Daniel Lewis Lee executed in US’ first federal execution in 17 years following Supreme Court ruling

Daniel Lewis Lee executed in US’ first federal execution in 17 years following Supreme Court ruling
Source: The Associated Press



On Tuesday morning, convicted murderer Daniel Lewis Lee was executed in the United States’ first federal execution since 2003. The Supreme Court ruled by a majority of 5-4 overnight that the execution could proceed.

According to the Bureau of Prisons, Lee was pronounced dead at 8:07 a.m. Eastern Standard Time (EST) in Terre Haute, Indiana, following the Supreme Court’s release of its ruling after 2 a.m. EST.

His last words, according to a pool report, were, “I didn’t do it. I’ve made a lot of mistakes in my life but I’m not a murderer. You’re killing an innocent man."

Lee was convicted in 1999 of robbing and murdering three people in Arkansas. William Mueller, his wife, Nancy Mueller, and their daughter Sarah Powell. Lee and his accomplice in the crime, Chevie Kehoe, were part of a group that wanted to create a white supremacist community in the Pacific Northwest.

Lee was executed by lethal injection through the use of the drug pentobarbital, which was introduced by the US Justice Department last year for use in federal executions.

Lee’s execution was scheduled to be carried out on Monday. However, the US Court of Appeals for the District of Columbia Circuit temporarily blocked the execution, ruling that Lee and other inmates on death row could continue making the case for the unconstitutionality of lethal injections in court.

Death row inmates have argued that lethal injections violate their constitutional right to not have “cruel and unusual punishments” inflicted on them. The injection has been alleged to cause medical problems, before the inmate dies, in the cases it has been used in previously.

But the Supreme Court cited prior rulings stating that lethally injecting pentobarbital “‘is widely conceded to be able to render a person fully insensate’ and ‘does not carry the risks’ of pain that some have associated with other lethal injection protocols.”

Therefore, the Supreme Court ruled that the execution could proceed as “the plaintiffs in this case have not made the showing required to justify last-minute intervention by a Federal Court."

The case was ruled along party lines. The court’s five conservative justices, Chief Justice John Roberts and Justices Clarence Thomas, Samuel Alito, Neil Gorsuch and Brett Kavanaugh supported the ruling.

Citing court precedents, they stated, “It is our responsibility ‘to ensure that method-of-execution challenges to lawfully issued sentences are resolved fairly and expeditiously,’ so that ‘the question of capital punishment’ can remain with ‘the people and their representatives, not the courts, to resolve.”’

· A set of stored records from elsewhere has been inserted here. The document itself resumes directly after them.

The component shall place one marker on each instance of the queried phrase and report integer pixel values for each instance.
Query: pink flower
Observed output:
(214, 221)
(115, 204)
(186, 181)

The court’s four liberal justices dissented from the ruling.

Justice Sonia Sotomayor, joined by Justices Ruth Bader Ginsburg and Elena Kagan, criticized the “hastily” ruled case.

“The court forever deprives respondents of their ability to press a constitutional challenge to their lethal injections," Sotomayor wrote.

Justice Stephen Breyer, joined by Justice Ginsburg, said in a separate dissent that the court must examine the constitutionality of the death penalty.

“The resumption of federal executions promises to provide examples that illustrate the difficulties of administering the death penalty consistent with the Constitution,” Breyer wrote.

On July 10, a federal judge in Indiana also temporarily blocked the execution from proceeding upon request from the relatives of the victims that it be postponed due to travel-related risks due to the COVID-19 pandemic.

Nancy Mueller’s mother, Earlene Peterson, Mueller’s sister, Kimma Gurel, and Mueller’s niece, Monica Veillette, stated in court filings that their existing health issues meant they would be under “grave risk” if they traveled to Indiana to attend the execution.

However, on July 12, the US Court of Appeals for the 7th Circuit ordered that the execution proceed, calling the relatives’ legal arguments “frivolous” and adding that “they have no statutory or regulatory right to attend the execution.”

The family filed an appeal to the Supreme Court that was denied in an order issued Tuesday morning.

The victims’ relatives had also disapproved of the federal government’s decision to execute Lee, saying that it was unfair given that his accomplice, Kehoe, who has been described by officials as the ringleader of the murders, was given a lifetime prison sentence.

Lee’s attorney Ruth Friedman criticized the ruling in a statement on Tuesday.

“It is shameful that the government saw fit to carry out this execution during a pandemic,” adding, “It is shameful that the government saw fit to carry out this execution when counsel for Danny Lee could not be present with him, and when the judges in his case and even the family of his victims urged against it.

“And it is beyond shameful that the government, in the end, carried out this execution in haste, in the middle of the night, while the country was sleeping. We hope that upon awakening, the country will be as outraged as we are."

US Attorney General William Barr said in a statement that Lee “finally faced the justice he deserved,” adding that “The American people have made the considered choice to permit capital punishment for the most egregious federal crimes, and justice was done today in implementing the sentence for Lee’s horrific offenses."

At present, there are 62 inmates on federal death row.